# Puzzled by paribasin algiers answer to my question



## drjohn (Nov 30, 2015)

*Hi, 

PUZZLED BY PARIBAS IN ALGIERS ANSWER TO MY QUESTION "Can I withdraw my funds (deposited in dollars) in Algiers in dollars (check from SSA, the USA)? THEIR ANSWER WAS NO. WHY? ANYBODY KNOWS? I DON'T TRUST THEM. SOMETHING IS FISHY HERE. My friend has a account with CPA in Algeria in foreign currency and he deposits and withdraws in foreign currency all the time. I'll be trying AGB next. HELP.

Hi,
I'm retiring now in Algiers. I went to the local Paribas to inquire about opening a checking account (Serenity account I think) to deposit my retirement monthly checks from the USA in dollars and I've asked:

"Can I withdraw my funds in Algiers in dollars? and was told "You can open an account in both dollars (from the USA) and dinars BUT you can only withdraw your funds in DINARS unless you want to buy a plane ticket." WHAT? I asked THAT AGAIN ON ANOTHER VISIT just to be sure. Same answer. 

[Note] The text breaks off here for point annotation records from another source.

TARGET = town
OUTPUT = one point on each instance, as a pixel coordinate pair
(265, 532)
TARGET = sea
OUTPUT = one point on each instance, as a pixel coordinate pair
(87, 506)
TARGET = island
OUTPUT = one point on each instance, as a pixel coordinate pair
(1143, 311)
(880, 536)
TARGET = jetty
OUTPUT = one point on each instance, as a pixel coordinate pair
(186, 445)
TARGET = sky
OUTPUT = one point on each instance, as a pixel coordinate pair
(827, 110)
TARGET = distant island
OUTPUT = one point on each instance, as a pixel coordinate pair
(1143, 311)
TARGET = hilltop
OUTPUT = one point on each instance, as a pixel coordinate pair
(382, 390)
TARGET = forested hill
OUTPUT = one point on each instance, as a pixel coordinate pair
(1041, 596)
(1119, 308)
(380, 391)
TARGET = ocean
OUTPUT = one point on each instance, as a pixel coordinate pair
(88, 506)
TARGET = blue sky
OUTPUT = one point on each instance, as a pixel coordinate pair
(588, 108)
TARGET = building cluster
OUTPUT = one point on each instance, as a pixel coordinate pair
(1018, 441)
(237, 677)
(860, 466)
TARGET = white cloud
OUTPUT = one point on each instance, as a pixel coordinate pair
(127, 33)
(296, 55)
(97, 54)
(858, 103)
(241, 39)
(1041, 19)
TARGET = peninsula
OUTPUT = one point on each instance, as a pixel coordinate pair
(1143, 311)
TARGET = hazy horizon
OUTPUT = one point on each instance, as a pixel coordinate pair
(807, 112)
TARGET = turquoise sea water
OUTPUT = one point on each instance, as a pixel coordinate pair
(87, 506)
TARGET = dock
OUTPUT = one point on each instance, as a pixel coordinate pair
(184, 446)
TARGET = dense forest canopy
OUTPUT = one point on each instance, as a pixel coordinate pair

Is this information accurate? If it is (can't withdraw my retirement money in dollars), what is the reason for that? they said it's Algerian policy. I don't believe them.. My friend has a account with CPA in Algeria in foreign currency and he deposits and withdraws in foreign currency all the time. HELP.

Thanks,

DR. JOHN*


----------



## Bevdeforges (Nov 16, 2007)

Have moved you over to the Middle East and North African section to see if we can find an answer to your question. That said, each country has its own banking regulations and it is entirely possible that there are some pretty bizarre restrictions on bank transactions.

Have you considered asking CPA directly? (It may depend on which foreign currency your friend is using.) 
Cheers,
Bev


----------